Nine California school districts lost a bid to a state appeals court today to have limited-English-speaking children tested in their native languages or with other accommodations when they are assessed under the federal No Child Left Behind Act.
A three-judge panel of the Court of Appeal in San Francisco upheld a decision by the state Board of Education to conduct the testing in English.
The court said the federal law gives each state the flexibility to “make its own judgment call in fashioning a testing program” and that courts should not second-guess the state board.
Mary Hernandez, a San Jose lawyer representing the school districts, said no decision had been made on whether to appeal further to the California Supreme Court.
Nearly 1.6 million of the state’s 6 million public school children are limited-English speakers, or English learners. Spanish is the primary language for about 85 percent of the English learners, followed by four Asian languages.
The No Child Left Behind Act, signed into law by President George W. Bush in 2002, requires public school districts to conduct yearly standardized testing of children as a condition of receiving federal funds.

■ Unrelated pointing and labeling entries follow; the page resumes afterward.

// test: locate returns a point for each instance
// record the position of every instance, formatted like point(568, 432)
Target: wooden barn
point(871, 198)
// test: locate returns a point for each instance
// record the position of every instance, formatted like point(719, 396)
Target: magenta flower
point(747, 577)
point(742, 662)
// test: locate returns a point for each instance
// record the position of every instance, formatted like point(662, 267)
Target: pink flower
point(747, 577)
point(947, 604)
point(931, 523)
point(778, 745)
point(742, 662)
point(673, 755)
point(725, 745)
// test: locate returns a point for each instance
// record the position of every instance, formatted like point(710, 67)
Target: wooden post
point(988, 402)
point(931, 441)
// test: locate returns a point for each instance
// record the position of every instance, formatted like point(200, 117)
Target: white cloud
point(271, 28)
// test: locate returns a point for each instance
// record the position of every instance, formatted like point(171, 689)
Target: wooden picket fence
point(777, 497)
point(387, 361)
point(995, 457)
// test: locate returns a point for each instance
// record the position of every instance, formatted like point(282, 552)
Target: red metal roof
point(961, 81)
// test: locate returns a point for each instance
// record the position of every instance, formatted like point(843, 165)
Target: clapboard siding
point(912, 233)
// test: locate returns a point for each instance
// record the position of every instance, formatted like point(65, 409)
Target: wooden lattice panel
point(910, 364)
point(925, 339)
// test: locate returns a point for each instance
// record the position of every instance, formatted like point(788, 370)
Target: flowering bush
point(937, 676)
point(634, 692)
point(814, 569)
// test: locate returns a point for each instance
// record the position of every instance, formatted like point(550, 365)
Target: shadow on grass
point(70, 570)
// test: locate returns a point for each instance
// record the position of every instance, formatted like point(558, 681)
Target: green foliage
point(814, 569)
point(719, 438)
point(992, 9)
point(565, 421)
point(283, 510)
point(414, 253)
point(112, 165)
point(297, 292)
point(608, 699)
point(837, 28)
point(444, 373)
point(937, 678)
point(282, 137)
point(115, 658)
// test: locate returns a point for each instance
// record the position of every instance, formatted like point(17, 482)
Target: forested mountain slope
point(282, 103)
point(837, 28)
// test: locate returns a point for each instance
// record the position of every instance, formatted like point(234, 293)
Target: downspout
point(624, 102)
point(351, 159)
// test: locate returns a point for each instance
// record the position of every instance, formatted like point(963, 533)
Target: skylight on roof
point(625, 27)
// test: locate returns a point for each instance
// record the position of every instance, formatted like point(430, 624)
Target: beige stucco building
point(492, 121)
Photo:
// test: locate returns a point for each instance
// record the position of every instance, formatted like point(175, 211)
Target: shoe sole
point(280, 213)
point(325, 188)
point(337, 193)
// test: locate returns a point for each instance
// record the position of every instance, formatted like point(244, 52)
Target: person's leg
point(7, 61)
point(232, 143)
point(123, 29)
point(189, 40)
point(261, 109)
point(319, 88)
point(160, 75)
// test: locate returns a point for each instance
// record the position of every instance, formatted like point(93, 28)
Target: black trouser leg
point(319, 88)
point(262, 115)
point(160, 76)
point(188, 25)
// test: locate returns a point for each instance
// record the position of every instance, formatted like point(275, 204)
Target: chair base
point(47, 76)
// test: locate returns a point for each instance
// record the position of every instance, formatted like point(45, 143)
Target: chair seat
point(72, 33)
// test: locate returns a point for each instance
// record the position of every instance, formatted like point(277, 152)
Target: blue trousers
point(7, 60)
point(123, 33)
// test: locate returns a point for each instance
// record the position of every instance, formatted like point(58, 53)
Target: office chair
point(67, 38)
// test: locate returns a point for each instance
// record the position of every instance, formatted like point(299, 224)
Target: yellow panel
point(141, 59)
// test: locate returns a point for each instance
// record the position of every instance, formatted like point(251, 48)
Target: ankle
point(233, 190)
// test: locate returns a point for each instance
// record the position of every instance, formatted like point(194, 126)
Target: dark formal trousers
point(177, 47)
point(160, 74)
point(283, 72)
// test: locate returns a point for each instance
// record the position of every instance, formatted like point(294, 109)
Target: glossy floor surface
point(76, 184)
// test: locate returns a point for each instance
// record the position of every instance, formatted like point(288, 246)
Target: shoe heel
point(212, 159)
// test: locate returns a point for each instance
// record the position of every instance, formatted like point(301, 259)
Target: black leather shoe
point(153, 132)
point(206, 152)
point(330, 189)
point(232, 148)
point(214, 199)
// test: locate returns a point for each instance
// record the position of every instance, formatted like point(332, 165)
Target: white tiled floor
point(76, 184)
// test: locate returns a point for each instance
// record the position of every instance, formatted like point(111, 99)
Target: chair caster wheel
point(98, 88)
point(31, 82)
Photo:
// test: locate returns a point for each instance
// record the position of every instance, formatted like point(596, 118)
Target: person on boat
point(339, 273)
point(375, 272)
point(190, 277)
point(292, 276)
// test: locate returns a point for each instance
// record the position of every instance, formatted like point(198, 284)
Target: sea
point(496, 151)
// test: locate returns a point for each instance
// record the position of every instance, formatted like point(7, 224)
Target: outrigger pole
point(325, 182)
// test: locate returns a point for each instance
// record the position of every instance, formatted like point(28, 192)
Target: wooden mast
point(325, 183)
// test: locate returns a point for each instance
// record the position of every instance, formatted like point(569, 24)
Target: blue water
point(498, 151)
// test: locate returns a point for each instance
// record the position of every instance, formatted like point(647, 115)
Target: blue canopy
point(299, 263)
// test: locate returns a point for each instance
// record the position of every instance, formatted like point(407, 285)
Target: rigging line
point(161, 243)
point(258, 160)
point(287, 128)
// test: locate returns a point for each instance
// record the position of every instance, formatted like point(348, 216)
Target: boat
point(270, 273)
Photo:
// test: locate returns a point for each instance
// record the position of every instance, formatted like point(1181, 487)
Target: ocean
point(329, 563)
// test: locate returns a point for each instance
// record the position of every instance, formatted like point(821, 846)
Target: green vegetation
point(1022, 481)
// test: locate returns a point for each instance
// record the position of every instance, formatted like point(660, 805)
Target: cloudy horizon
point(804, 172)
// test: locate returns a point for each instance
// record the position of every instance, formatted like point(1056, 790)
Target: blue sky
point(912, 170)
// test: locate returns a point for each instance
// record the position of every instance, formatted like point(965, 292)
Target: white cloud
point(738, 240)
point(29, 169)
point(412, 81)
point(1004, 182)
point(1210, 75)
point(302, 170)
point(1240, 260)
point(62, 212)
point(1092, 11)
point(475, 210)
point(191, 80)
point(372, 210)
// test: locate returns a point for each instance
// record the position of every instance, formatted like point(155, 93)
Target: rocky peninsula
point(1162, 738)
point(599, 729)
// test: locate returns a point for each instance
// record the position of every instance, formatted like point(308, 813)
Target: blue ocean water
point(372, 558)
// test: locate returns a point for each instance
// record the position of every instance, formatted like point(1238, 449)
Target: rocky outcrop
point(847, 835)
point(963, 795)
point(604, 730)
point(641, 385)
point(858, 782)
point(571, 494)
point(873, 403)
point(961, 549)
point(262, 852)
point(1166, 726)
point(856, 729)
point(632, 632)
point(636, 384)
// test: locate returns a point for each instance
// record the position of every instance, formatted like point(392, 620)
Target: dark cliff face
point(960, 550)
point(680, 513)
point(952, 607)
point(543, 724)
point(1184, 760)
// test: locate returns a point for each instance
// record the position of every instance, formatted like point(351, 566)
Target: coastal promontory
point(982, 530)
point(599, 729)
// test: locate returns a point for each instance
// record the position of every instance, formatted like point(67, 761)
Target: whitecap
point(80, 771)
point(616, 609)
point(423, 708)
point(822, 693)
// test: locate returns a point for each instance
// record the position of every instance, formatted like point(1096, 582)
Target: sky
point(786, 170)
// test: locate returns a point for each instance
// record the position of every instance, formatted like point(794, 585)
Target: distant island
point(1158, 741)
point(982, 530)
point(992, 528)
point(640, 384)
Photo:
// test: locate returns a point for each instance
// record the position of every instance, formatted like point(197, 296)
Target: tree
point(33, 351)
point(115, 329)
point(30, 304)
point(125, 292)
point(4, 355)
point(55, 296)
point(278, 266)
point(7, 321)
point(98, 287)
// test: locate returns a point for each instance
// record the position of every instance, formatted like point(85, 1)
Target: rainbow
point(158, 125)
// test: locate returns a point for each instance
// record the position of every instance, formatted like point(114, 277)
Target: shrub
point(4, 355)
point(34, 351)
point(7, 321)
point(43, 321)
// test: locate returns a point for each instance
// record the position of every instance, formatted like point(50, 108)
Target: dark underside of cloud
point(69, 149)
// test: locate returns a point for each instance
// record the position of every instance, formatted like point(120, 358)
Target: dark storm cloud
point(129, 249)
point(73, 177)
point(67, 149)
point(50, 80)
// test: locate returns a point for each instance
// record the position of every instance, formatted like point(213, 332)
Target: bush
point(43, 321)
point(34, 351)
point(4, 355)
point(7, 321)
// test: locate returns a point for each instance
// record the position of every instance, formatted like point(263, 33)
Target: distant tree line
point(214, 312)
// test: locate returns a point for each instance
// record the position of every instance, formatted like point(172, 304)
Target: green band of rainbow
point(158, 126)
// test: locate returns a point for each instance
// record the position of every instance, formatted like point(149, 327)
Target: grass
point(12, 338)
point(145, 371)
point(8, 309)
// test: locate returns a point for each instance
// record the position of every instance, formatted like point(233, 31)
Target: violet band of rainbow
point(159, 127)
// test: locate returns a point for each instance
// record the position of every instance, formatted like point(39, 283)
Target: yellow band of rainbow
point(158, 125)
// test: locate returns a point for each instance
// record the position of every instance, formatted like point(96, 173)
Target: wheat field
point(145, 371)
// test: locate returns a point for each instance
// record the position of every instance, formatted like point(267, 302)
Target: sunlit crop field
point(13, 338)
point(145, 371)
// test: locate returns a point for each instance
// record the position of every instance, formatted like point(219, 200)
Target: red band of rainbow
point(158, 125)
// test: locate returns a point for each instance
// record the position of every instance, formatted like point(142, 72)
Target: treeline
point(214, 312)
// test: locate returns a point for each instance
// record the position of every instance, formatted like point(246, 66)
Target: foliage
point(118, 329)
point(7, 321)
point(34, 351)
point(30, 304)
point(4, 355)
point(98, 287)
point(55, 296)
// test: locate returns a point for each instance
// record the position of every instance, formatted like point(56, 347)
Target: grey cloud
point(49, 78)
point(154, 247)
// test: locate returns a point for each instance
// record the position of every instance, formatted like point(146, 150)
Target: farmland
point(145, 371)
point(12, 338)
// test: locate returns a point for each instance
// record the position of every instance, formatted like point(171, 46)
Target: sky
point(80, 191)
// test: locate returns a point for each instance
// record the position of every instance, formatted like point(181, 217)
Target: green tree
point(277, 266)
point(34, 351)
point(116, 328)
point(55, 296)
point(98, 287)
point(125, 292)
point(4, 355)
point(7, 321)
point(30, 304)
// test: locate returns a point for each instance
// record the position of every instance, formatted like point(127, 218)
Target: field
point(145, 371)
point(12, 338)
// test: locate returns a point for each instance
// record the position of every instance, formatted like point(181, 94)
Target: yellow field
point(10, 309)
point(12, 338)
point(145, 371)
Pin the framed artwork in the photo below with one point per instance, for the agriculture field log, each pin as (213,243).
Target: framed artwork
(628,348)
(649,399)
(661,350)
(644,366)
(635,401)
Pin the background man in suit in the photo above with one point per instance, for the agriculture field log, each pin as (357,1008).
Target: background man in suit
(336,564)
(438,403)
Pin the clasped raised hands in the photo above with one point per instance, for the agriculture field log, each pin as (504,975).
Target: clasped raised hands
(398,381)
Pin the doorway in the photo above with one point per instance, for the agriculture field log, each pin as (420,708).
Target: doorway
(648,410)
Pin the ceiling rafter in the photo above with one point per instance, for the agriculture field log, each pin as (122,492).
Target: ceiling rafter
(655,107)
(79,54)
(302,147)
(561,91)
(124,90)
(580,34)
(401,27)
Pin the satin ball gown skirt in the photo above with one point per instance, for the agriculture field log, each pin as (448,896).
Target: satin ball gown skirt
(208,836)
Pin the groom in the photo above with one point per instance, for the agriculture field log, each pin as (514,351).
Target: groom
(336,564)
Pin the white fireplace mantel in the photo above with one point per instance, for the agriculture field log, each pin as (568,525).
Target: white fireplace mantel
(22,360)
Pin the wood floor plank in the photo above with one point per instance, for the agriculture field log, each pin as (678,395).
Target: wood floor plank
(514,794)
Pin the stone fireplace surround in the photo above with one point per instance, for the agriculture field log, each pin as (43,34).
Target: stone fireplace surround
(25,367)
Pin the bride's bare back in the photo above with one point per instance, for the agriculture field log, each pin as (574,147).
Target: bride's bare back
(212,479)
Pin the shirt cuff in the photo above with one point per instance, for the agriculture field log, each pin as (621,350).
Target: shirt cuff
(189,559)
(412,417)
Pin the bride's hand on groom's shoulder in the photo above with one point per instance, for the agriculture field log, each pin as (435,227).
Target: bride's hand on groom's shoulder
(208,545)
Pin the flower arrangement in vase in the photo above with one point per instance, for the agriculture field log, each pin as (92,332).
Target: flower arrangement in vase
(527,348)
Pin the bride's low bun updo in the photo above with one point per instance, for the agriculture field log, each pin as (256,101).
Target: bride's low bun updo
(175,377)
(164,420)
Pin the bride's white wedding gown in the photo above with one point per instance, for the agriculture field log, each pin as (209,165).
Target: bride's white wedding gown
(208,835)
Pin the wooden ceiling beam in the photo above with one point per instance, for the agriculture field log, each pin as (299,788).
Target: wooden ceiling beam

The nine school districts, led by the Coachella Valley Unified School District of Riverside County, sued the state board in San Francisco Superior Court in 2005. They claimed the English testing violated the law and punished schools with English learners.
The districts appealed after a trial judge rejected the lawsuit in 2007.
Northern California districts participating in the lawsuit included the Pajaro Valley Unified School District in Santa Cruz County and the Alisal Union elementary and Salinas Union high school districts in Monterey County.